Design Motivation: An empty OOD dictionary at the start of testing makes \(S_{out}\) unavailable, causing severe fluctuations in calibrated scores. The fixed memory bank provides a stable baseline, while the priority queue gradually replaces initialized features with real OOD features.

Loss & Training¶

No training loss. The method runs entirely at test time, involving only cosine similarity computation and priority queue maintenance.

Key Experimental Results¶

Main Results (OpenOOD Benchmark, CIFAR-100)¶

Method	Near OOD AUROC↑	Near OOD FPR95↓	Far OOD AUROC↑	Far OOD FPR95↓
KNN	—	—	—	—
TULIP (SOTA)	—	—	—	58.17
OODD	—	—	—	24.74

CIFAR-10 Benchmark¶

Method	Near OOD AUROC↑	Far OOD AUROC↑	Far OOD FPR95↓
KNN	90.64	92.96	24.27
ViM	88.68	93.48	25.05
TULIP	89.67	92.55	24.43
OODD	90.96	95.77	17.44

Key Findings¶

Significant improvement in Far OOD detection: On CIFAR-100 Far OOD, FPR95 decreases from 58.17% to 24.74% (TULIP to OODD), representing a reduction of over 33 percentage points.
C-Out is highly effective: Strong performance is achieved using outliers generated solely from ID data via random cropping (without introducing external data).
Complementary to post-processing methods: OODD can be integrated with methods like KNN and ViM to further boost performance.
KNN Acceleration: By replacing Euclidean distance with cosine similarity, which is theoretically proven to have equivalent discriminative power, a 3x speedup is achieved.
No fine-tuning overhead: The method does not modify any model parameters and only requires a single matrix multiplication to calculate the similarity with the OOD dictionary.

Highlights & Insights¶

Utilization of test-time signals: Treating OOD samples encountered during test time as valuable resources rather than merely objects to be detected.
Elegance of priority queue: Ensures dictionary quality (retaining the most likely OOD samples) while preventing catastrophic forgetting.
Zero external data: The C-Out method relies solely on ID training data, acquiring initialized outliers via "reverse" filtering (selecting low-confidence instead of high-confidence samples).

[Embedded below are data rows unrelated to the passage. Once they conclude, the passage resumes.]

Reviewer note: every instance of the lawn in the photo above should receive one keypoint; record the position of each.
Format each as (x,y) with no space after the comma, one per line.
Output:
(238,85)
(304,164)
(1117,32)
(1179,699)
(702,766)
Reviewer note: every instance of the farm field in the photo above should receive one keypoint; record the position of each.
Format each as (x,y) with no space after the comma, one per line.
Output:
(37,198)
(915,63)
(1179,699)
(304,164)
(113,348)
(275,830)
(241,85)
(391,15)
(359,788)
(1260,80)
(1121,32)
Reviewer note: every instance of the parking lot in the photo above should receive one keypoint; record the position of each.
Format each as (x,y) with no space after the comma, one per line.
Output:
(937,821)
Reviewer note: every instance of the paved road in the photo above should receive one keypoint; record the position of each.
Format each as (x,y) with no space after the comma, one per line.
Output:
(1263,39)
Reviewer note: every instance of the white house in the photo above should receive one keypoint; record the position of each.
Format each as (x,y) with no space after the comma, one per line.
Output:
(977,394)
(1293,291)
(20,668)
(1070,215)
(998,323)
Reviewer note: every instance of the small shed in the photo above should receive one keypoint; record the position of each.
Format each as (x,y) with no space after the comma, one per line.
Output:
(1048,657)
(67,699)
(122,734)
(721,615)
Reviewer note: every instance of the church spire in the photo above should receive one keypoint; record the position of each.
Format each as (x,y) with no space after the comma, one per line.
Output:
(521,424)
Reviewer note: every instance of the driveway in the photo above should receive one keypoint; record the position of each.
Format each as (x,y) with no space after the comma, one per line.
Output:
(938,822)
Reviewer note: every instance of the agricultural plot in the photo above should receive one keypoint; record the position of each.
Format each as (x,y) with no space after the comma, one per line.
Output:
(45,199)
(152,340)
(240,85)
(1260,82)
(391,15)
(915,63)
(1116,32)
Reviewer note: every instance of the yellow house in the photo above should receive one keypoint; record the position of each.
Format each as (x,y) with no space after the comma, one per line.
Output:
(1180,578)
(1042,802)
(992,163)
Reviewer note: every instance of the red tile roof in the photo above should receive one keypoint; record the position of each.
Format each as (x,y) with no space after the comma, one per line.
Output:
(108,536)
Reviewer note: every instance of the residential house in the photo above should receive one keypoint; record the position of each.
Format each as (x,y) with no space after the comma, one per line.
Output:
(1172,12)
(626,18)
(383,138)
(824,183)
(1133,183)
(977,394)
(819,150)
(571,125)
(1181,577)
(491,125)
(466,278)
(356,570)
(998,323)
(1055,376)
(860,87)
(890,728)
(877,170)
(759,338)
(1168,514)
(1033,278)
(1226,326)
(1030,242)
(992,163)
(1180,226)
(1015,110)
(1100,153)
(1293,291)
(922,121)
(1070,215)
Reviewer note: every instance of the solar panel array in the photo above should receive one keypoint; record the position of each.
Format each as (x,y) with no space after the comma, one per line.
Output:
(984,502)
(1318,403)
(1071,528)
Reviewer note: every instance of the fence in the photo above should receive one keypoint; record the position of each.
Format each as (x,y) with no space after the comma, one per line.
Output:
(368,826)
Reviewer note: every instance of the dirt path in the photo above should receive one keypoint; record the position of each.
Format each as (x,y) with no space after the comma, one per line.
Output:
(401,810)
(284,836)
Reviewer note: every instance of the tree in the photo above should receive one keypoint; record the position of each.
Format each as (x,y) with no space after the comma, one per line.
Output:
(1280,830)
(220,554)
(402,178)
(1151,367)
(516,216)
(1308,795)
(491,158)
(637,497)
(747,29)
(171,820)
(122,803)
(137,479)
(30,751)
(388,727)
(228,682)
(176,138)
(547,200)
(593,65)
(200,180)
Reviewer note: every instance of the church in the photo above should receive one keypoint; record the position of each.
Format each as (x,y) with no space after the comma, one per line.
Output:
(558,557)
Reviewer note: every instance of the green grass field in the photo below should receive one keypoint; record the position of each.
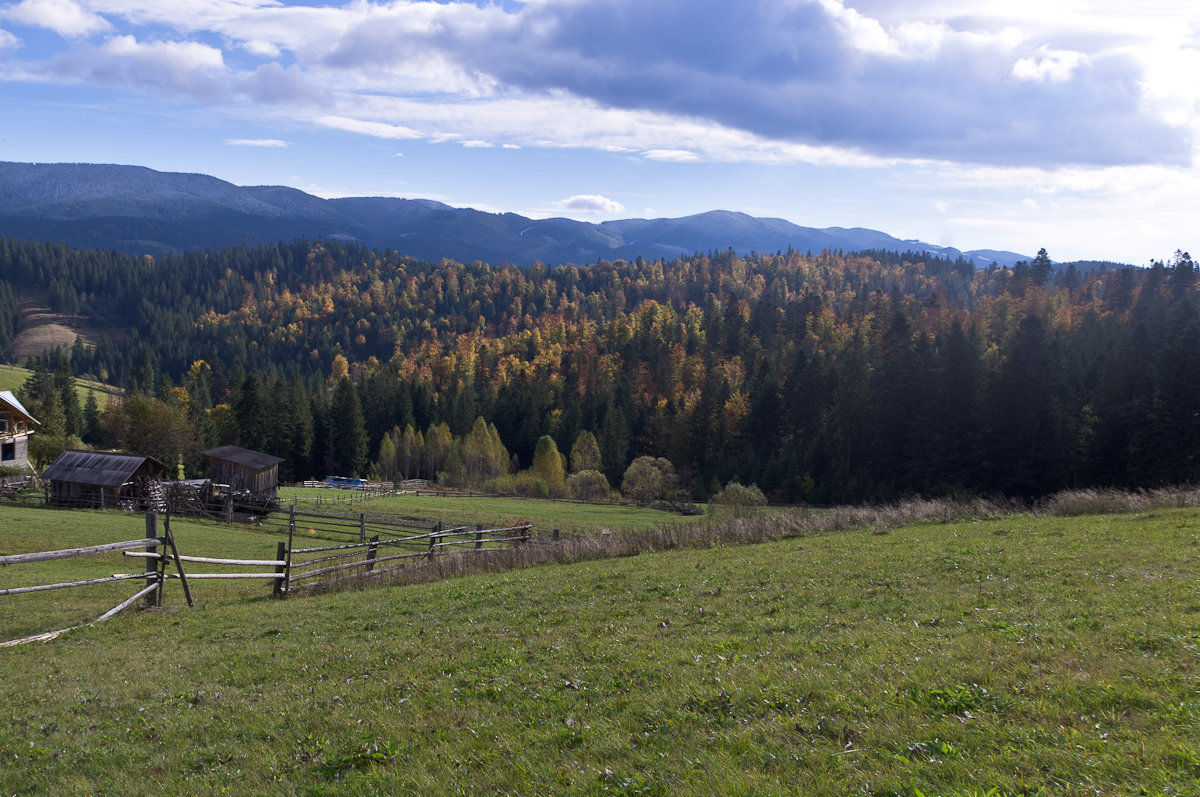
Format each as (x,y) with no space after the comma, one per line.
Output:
(1025,654)
(12,378)
(545,515)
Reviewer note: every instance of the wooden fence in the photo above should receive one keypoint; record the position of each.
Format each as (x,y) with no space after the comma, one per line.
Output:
(153,576)
(390,546)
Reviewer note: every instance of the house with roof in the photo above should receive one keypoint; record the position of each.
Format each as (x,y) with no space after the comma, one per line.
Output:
(15,430)
(102,479)
(241,471)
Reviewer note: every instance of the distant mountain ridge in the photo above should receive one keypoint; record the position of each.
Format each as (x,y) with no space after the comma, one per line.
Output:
(141,210)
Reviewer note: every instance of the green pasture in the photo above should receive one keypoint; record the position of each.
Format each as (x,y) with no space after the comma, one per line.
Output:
(545,515)
(1021,655)
(13,377)
(29,529)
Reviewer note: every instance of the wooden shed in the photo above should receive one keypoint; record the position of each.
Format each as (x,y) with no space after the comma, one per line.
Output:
(15,431)
(245,472)
(96,479)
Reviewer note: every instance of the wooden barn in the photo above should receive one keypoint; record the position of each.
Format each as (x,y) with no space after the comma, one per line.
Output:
(15,431)
(243,471)
(95,479)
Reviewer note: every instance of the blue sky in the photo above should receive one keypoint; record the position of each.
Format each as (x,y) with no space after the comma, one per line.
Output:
(1018,124)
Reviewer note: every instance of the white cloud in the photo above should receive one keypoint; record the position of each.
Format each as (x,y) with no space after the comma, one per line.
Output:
(267,143)
(375,129)
(1002,82)
(64,17)
(671,155)
(591,203)
(1056,66)
(178,70)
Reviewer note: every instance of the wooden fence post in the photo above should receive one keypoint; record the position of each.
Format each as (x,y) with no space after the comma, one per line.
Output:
(371,552)
(151,563)
(281,551)
(292,533)
(179,563)
(437,529)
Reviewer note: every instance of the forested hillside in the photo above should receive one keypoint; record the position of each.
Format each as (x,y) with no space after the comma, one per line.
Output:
(831,377)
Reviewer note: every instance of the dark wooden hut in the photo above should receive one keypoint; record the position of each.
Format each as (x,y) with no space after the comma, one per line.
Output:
(243,471)
(97,479)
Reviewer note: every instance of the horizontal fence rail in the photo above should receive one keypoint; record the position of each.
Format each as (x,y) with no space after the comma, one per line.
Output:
(153,575)
(360,549)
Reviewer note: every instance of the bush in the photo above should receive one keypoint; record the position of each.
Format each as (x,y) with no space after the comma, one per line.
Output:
(739,499)
(588,485)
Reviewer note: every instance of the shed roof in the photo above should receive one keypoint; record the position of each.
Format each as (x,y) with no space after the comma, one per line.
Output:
(11,400)
(238,455)
(97,468)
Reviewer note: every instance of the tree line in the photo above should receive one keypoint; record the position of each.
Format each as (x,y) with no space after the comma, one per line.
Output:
(835,377)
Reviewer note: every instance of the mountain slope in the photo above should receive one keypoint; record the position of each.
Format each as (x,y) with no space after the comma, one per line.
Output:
(141,210)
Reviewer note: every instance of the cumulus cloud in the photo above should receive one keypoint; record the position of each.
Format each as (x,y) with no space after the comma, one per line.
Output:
(186,70)
(1003,82)
(265,143)
(1055,66)
(271,83)
(591,203)
(64,17)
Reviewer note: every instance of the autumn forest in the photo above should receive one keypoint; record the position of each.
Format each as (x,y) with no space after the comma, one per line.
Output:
(829,377)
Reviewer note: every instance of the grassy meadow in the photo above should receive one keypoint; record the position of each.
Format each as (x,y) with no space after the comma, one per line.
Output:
(1019,654)
(568,516)
(12,377)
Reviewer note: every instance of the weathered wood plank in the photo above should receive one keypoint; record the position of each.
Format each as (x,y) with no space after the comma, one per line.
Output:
(49,635)
(115,576)
(204,559)
(192,576)
(69,553)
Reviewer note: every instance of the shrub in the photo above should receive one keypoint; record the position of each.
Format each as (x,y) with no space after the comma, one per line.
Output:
(588,485)
(739,499)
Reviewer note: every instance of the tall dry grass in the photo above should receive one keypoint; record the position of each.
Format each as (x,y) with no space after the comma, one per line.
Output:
(767,527)
(1116,502)
(717,532)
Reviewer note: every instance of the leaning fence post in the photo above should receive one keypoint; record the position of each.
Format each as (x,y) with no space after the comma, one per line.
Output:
(433,537)
(151,563)
(281,551)
(179,563)
(292,533)
(371,552)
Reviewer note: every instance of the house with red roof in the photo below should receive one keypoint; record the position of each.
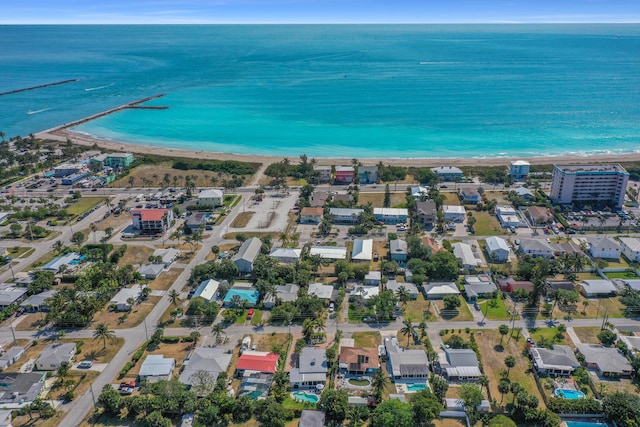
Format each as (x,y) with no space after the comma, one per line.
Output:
(152,221)
(257,361)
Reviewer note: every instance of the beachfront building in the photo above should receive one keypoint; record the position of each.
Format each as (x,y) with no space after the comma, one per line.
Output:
(345,174)
(596,184)
(519,169)
(152,221)
(247,255)
(454,213)
(212,197)
(391,215)
(448,173)
(118,160)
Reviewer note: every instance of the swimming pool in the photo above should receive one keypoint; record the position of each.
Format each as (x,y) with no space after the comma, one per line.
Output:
(416,387)
(567,393)
(584,424)
(305,397)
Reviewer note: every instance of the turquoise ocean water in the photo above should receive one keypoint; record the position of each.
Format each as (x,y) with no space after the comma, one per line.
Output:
(335,91)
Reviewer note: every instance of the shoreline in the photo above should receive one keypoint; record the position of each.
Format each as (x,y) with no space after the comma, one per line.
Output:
(61,133)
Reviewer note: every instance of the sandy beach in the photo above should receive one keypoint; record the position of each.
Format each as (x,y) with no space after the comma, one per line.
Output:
(81,139)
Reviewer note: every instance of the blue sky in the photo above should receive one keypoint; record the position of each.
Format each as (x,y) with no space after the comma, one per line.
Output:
(316,11)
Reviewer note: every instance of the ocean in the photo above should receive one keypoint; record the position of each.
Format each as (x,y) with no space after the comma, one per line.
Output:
(364,91)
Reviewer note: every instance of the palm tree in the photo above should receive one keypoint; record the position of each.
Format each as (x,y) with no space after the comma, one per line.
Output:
(174,297)
(103,333)
(378,383)
(219,333)
(510,362)
(408,329)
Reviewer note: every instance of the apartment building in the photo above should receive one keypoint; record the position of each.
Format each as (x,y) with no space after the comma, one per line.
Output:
(589,184)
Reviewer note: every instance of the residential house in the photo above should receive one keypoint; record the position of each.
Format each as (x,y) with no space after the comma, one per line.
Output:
(157,368)
(38,302)
(331,253)
(470,195)
(211,360)
(607,361)
(213,198)
(460,364)
(325,292)
(10,296)
(519,169)
(311,370)
(427,213)
(119,160)
(597,288)
(536,247)
(11,356)
(56,264)
(208,289)
(323,173)
(448,173)
(284,293)
(358,361)
(151,271)
(257,361)
(197,221)
(412,289)
(498,249)
(560,360)
(605,248)
(630,248)
(126,298)
(439,290)
(405,363)
(391,215)
(286,255)
(246,295)
(152,221)
(507,216)
(373,278)
(510,285)
(311,215)
(247,255)
(54,355)
(345,215)
(464,253)
(454,213)
(311,418)
(479,286)
(398,250)
(344,174)
(368,174)
(20,389)
(167,256)
(362,250)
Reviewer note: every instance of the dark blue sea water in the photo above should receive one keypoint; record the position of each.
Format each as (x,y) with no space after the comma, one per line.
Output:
(335,91)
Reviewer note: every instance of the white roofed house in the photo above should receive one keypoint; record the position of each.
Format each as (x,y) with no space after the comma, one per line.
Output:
(498,249)
(362,250)
(247,254)
(208,289)
(213,198)
(605,248)
(464,253)
(630,248)
(286,255)
(311,370)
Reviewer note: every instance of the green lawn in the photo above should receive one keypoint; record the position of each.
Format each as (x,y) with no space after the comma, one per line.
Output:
(495,309)
(487,224)
(84,204)
(366,339)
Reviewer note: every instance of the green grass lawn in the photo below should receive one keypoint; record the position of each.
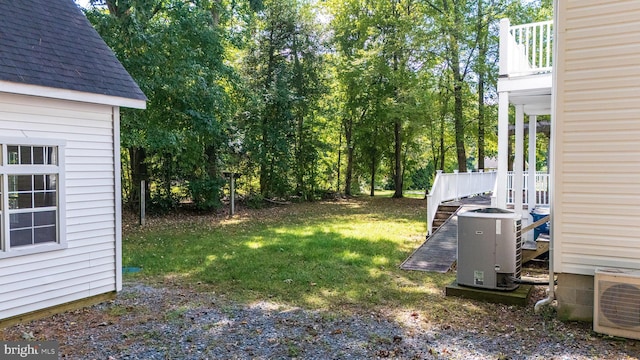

Limitations & Future Work¶

Assumptions on OOD score distribution: Relies on the assumption that OOD samples lie in the left tail of the OOD score distribution; this might show limited effectiveness for hard OOD cases (where scores heavily overlap with ID).
Sensitivity to dictionary size: The size of the priority queue and parameters \(\mathbb{K}\), \(\hat{\mathbb{K}}\) need to be carefully tuned.
Sequence dependency in streaming scenarios: If the proportion of OOD samples in early test samples is extremely low, the quality of the dictionary may remain poor for a long time.
Future directions could explore adaptive dictionary sizes, multi-scale feature dictionaries, etc.

KNN OOD Detection: OODD is essentially a bidirectional extension of KNN methods — maintaining both ID and OOD dictionaries simultaneously.
MoCo Momentum Dictionary: The idea of maintaining a dictionary via a priority queue shares similarities with MoCo's queue design.
Insight: Utilizing available signals during test time is an underestimated direction, which is applicable to any scenario requiring adaptation to new distributions.

Rating¶

⭐⭐⭐⭐ — The method is simple yet highly efficient, and test-time OOD detection without fine-tuning is extremely valuable for real-world deployment. The priority queue design is elegant, delivering a significant 26% reduction in FPR95. The theoretical analysis (equivalence of cosine similarity and Euclidean distance) is a strong plus.